Pernyataan Dr. Ade Firmansyah, Kepala Dept Ilmu Kedokteran Forensik dan Medikolegal Fakultas Kedokteran Universitas Indonesia tersebut menyatakan bahwa jenasah yang sudah meninggal dua tahun lamanya serta tidak diawetkan tidak dapat dilakukan autopsi.

Selain itu, lanjut Lumban, kekuarga korban juga memohon agar Dir. Krimsus Polda Jabar berkenan untuk memberikan resume keterangan ahli yang sudah dimintakan keterangannya secara tertulis oleh penyidik.

Para ahli itu antara lain keterangan Dr. Chaerul Achmad, dr.SP.JP (Ahli Kardiologi Unpad), Dr. Trully Deti Rose Msi, Sp.FK, Ahli Farmakologi Unpad) dan Dr. Maya Kusumawati (Ahli Penyakit Dalam Unlad). Sampai saat ini resume tersebut belum diperlihatkan kepada kuasa hukum korban.

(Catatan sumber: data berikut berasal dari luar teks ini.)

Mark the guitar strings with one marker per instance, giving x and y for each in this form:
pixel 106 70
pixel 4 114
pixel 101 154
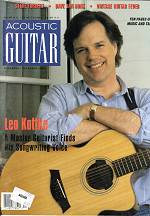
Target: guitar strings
pixel 105 170
pixel 94 174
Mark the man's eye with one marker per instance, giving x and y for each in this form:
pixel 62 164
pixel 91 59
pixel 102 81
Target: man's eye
pixel 81 51
pixel 99 45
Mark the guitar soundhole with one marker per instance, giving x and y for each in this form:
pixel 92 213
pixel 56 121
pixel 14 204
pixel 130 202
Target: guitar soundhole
pixel 99 175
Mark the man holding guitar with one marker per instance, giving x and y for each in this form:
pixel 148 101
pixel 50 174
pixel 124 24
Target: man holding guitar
pixel 100 101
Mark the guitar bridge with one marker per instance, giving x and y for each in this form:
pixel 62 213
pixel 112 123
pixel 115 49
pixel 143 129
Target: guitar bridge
pixel 58 191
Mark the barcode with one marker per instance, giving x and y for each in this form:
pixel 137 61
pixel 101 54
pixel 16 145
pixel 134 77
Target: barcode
pixel 8 204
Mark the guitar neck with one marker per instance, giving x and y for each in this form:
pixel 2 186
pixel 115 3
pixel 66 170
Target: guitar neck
pixel 131 163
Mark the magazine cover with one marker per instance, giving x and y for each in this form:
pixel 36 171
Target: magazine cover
pixel 74 107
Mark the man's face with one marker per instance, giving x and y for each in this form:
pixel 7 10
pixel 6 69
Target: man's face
pixel 95 54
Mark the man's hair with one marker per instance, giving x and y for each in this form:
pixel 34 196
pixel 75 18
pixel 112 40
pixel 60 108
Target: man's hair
pixel 79 21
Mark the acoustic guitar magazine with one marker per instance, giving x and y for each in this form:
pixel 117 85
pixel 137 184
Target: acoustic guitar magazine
pixel 55 56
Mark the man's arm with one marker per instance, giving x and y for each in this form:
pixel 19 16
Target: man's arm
pixel 86 130
pixel 126 122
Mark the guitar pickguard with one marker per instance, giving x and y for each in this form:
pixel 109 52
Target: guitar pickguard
pixel 58 191
pixel 98 176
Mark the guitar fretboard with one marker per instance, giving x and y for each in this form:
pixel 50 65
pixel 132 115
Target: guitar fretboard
pixel 132 163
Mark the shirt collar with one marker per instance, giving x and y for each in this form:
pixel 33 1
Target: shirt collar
pixel 82 87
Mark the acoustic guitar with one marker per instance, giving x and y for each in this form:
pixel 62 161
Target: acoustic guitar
pixel 79 181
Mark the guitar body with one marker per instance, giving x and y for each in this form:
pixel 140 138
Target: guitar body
pixel 31 171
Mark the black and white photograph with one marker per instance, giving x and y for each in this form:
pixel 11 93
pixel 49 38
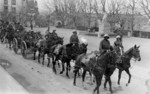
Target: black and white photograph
pixel 74 46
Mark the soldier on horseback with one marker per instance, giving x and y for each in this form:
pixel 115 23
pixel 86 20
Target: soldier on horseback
pixel 105 45
pixel 118 45
pixel 74 40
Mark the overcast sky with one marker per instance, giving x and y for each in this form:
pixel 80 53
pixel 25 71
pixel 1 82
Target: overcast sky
pixel 43 9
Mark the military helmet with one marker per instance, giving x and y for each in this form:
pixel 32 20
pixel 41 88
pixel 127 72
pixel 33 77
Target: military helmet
pixel 118 37
pixel 106 36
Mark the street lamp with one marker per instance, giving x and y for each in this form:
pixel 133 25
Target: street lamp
pixel 31 14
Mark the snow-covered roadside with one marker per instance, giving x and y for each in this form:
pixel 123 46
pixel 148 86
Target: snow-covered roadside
pixel 9 85
pixel 46 81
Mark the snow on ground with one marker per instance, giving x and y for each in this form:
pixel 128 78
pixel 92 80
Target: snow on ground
pixel 40 79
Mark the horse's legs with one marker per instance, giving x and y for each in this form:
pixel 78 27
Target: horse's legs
pixel 119 76
pixel 75 74
pixel 39 56
pixel 83 77
pixel 34 53
pixel 63 67
pixel 98 83
pixel 48 58
pixel 110 84
pixel 105 83
pixel 128 72
pixel 67 68
pixel 54 63
pixel 43 58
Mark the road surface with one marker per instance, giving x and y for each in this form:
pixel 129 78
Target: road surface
pixel 39 79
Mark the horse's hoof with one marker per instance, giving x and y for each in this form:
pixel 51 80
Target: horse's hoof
pixel 61 72
pixel 74 84
pixel 67 76
pixel 111 91
pixel 105 88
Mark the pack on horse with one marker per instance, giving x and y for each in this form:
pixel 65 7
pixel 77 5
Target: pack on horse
pixel 70 52
pixel 10 34
pixel 97 65
pixel 47 46
pixel 123 64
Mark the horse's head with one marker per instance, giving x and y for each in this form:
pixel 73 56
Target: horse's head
pixel 136 53
pixel 112 57
pixel 60 40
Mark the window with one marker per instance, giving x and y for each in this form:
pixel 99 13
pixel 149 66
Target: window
pixel 14 9
pixel 6 8
pixel 13 2
pixel 6 2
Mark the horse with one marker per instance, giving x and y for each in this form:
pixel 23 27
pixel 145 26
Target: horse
pixel 96 64
pixel 44 48
pixel 124 61
pixel 10 35
pixel 70 52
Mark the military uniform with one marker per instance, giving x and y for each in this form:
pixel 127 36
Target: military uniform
pixel 104 46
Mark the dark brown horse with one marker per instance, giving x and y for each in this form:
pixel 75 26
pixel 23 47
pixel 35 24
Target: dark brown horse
pixel 70 52
pixel 97 65
pixel 44 48
pixel 124 62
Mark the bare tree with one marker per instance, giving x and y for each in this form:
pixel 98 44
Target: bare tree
pixel 73 11
pixel 99 8
pixel 132 5
pixel 61 9
pixel 87 8
pixel 145 5
pixel 47 4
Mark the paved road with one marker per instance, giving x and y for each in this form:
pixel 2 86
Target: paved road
pixel 39 79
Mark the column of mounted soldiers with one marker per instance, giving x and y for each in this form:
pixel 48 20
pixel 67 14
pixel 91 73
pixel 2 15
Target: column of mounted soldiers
pixel 95 62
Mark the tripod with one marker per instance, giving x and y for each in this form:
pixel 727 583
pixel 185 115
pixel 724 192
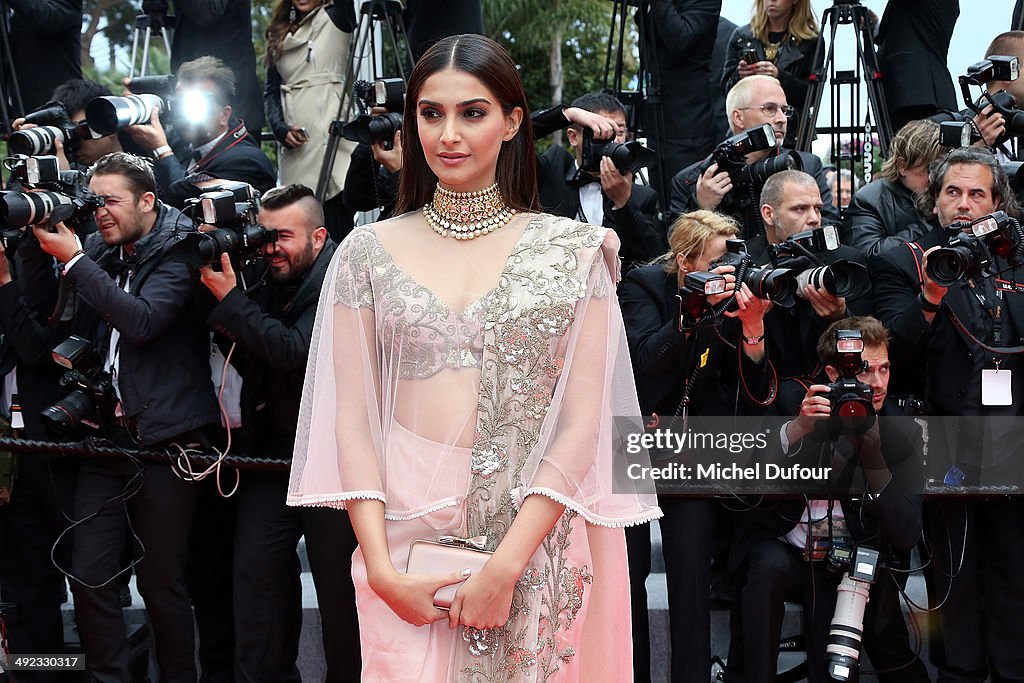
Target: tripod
pixel 10 93
pixel 644 103
pixel 845 85
pixel 154 18
pixel 375 15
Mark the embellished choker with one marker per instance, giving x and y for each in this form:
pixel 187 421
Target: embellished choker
pixel 467 215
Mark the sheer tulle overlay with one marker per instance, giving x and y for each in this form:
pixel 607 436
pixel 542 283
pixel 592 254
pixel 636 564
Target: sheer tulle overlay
pixel 452 419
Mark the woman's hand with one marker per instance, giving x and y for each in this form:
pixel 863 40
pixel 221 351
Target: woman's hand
pixel 484 600
pixel 411 596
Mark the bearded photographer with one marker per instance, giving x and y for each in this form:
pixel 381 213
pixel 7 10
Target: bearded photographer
pixel 795 550
pixel 603 196
pixel 792 209
pixel 268 328
pixel 219 146
pixel 688 365
pixel 134 305
pixel 949 331
pixel 754 101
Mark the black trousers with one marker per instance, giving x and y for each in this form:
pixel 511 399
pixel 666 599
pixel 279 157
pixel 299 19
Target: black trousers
pixel 687 545
pixel 159 515
pixel 980 620
pixel 268 590
pixel 29 527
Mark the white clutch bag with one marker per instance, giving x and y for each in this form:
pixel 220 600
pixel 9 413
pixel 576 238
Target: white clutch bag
pixel 443 556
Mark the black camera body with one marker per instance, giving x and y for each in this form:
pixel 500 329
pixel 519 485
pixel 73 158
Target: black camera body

Ditambahkannya, keluarga korban juga memohon agar penyidik untuk meminta bukti hasil pemeriksaan kejiwaan pasien BPJS sebagaimana tercantum dalam resume rawat inap pasien di RS PMI Bogor untuk segera dilakukan penyitaan namun sampai saat ini belum dilaksanakan penyidik.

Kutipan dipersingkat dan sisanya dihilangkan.